Théo quant à lui est majeur depuis huit jours, attend les résultats de l’équivalent du bac pour savoir ce qui sera décidé de son avenir. Il vit chez sa mère avec sa sœur aînée. Sa copine Alice l’a plaqué récemment et son pote Max, côté filles, vit dans le fantasme de revoir la serveuse du Club Z, avec « son tatouage tout le long du bras gauche jusqu’à l’épaule, qui redescendait au niveau de la clavicule et qui constituait un grand motif, voire un tableau, comme ils en étudiaient parfois en cours d’histoire ». Nota bene : les deux ados sont férus d’histoire, c’est idoine quand on fume dans une Clio. Le père de Théo est évoqué comme un souvenir d’enfance et l’on n’en saura pas plus, sinon que la paternité prend dans l’imaginaire de l’ado la forme monstrueuse de Cronos, « un grand malade » dévorant ses enfants et castrant son géniteur. Cette rêverie se développe en deux séquences de deux pages (59-60 et 102-103) dans le récit, dont on se rappelle tout d’un coup qu’il s’intitule Mythologie du .12 ; le calibre 12 en question appartenant à Rombouts et l’étude des mythes à qui voudra.

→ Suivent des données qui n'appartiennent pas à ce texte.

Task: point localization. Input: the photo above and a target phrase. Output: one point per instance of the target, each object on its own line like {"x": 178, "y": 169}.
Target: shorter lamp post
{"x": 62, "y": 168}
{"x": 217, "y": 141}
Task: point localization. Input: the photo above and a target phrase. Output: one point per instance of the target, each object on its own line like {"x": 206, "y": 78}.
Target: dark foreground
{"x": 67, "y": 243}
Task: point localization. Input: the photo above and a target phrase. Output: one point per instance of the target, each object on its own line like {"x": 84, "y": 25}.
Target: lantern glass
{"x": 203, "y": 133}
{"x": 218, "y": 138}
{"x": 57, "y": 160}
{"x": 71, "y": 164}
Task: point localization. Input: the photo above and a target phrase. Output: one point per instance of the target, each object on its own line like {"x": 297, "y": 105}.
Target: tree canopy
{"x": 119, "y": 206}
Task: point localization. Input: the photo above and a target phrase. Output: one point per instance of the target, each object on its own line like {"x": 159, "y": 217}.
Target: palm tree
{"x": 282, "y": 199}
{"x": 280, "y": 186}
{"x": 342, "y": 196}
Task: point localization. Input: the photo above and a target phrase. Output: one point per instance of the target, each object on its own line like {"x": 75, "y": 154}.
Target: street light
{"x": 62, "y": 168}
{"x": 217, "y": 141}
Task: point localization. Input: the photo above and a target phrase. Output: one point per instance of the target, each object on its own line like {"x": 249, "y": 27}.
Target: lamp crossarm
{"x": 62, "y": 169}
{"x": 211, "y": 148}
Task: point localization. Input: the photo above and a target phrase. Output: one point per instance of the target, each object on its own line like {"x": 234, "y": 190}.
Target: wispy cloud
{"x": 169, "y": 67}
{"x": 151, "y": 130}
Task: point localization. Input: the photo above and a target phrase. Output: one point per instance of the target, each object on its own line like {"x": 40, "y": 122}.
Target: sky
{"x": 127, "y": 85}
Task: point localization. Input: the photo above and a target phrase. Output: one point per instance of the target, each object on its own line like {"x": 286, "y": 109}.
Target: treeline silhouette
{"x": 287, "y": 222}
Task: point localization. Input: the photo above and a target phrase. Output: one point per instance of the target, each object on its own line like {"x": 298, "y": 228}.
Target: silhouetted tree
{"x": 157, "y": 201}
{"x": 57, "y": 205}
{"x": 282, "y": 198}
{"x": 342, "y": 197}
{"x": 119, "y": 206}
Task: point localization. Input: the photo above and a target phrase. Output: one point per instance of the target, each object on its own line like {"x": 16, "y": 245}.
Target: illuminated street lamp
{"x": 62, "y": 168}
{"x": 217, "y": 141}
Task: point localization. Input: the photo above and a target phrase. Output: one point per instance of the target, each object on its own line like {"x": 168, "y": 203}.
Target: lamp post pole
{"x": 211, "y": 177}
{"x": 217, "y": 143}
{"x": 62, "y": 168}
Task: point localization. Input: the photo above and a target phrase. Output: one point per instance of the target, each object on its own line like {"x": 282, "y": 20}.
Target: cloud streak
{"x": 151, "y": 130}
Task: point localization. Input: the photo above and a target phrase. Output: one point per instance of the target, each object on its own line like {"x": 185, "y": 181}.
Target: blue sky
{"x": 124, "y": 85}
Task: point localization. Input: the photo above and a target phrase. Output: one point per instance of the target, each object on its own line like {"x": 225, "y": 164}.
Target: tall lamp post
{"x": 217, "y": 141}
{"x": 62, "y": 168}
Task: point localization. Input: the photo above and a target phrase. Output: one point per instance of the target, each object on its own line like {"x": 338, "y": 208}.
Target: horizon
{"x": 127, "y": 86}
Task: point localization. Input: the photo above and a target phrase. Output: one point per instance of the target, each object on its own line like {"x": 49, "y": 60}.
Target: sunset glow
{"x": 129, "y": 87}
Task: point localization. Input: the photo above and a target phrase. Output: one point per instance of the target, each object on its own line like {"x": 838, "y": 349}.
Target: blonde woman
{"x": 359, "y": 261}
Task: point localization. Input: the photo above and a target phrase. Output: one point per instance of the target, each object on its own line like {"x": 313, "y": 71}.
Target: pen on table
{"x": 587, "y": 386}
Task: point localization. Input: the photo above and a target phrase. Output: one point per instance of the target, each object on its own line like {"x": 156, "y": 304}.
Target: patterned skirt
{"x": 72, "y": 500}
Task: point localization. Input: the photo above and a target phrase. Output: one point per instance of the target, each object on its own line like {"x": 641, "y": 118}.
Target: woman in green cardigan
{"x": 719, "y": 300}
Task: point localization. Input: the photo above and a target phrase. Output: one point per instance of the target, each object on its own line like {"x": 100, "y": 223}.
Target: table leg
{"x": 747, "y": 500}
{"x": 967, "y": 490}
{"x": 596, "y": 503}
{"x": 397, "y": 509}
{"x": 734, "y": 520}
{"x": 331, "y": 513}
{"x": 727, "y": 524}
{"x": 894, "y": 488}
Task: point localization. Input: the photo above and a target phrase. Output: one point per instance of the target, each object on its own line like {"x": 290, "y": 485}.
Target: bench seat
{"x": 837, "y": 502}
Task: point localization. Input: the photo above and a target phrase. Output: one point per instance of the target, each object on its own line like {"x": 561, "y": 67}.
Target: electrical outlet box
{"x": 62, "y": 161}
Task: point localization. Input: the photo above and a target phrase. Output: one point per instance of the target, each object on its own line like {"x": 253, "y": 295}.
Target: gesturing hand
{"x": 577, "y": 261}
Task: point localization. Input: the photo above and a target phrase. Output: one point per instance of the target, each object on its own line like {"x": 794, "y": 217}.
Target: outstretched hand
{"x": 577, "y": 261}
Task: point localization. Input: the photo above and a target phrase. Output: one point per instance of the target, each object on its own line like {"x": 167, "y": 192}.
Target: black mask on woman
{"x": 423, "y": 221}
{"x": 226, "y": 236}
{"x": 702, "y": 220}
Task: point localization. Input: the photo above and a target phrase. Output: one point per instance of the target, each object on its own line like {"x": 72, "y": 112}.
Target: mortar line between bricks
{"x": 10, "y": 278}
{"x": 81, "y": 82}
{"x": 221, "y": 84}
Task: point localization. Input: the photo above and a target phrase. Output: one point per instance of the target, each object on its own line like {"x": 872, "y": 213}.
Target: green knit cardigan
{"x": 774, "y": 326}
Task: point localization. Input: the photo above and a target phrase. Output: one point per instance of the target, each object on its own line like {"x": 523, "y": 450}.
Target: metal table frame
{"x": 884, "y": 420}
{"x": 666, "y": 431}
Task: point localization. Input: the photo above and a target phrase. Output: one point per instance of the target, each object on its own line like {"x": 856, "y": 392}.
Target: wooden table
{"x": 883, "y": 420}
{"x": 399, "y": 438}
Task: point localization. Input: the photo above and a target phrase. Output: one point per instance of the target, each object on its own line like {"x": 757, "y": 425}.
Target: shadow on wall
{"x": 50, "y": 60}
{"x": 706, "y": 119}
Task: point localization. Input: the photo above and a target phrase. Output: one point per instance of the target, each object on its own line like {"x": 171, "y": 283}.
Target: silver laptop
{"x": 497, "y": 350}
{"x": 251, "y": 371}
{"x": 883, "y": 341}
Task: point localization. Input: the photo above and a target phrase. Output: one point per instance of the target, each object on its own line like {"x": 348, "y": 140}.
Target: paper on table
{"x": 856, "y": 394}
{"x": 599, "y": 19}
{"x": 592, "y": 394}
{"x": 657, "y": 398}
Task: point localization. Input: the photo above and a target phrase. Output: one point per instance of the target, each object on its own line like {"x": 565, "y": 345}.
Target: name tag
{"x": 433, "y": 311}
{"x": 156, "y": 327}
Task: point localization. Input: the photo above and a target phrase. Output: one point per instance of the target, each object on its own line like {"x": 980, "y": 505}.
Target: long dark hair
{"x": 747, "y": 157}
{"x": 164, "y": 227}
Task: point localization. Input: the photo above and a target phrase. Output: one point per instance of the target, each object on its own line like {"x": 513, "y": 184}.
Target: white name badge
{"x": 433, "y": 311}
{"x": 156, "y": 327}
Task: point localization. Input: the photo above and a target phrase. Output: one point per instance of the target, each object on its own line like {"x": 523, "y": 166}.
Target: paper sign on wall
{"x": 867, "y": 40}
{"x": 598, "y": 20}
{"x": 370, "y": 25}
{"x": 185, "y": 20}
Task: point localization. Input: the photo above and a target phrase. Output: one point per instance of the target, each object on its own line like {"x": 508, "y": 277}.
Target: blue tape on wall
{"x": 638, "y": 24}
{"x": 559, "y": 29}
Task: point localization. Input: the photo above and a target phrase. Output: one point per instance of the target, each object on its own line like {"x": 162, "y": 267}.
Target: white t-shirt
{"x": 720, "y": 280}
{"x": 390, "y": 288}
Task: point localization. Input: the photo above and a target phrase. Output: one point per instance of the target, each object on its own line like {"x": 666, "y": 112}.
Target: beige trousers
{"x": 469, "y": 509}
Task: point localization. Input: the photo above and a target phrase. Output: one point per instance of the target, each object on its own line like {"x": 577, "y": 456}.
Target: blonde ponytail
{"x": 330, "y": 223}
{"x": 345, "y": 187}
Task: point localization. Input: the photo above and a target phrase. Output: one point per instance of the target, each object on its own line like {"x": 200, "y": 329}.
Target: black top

Pour sa part, Rombouts méprise ses fils et la jeune génération : « Il ne parvenait pas à la comprendre, il n’arrivait pas à comprendre leurs préoccupations ni leurs comportements, leur narcissisme ou leur médiocrité, car le docteur pensait que ses enfants s’abrutissaient à force d’écrans, de téléphones et de consoles. » Bref, c’est un quadra ou quinquagénaire. La fracture est moins frappante dans l’autre sens : aucun dénigrement des ados envers les adultes. Et ce pour une raison simple : quand on a dix-huit ans, les gens de plus de trente ans n’existent tout simplement pas et les « vraies femmes magnifiques, pas du tout genre gamines, comme à l’école, comme nous » sont « des femmes superbes d’au moins vingt-cinq vingt-six ou vingt-sept ans ». Au-delà de cet âge, on jouit d’une parfaite cape d’invisibilité.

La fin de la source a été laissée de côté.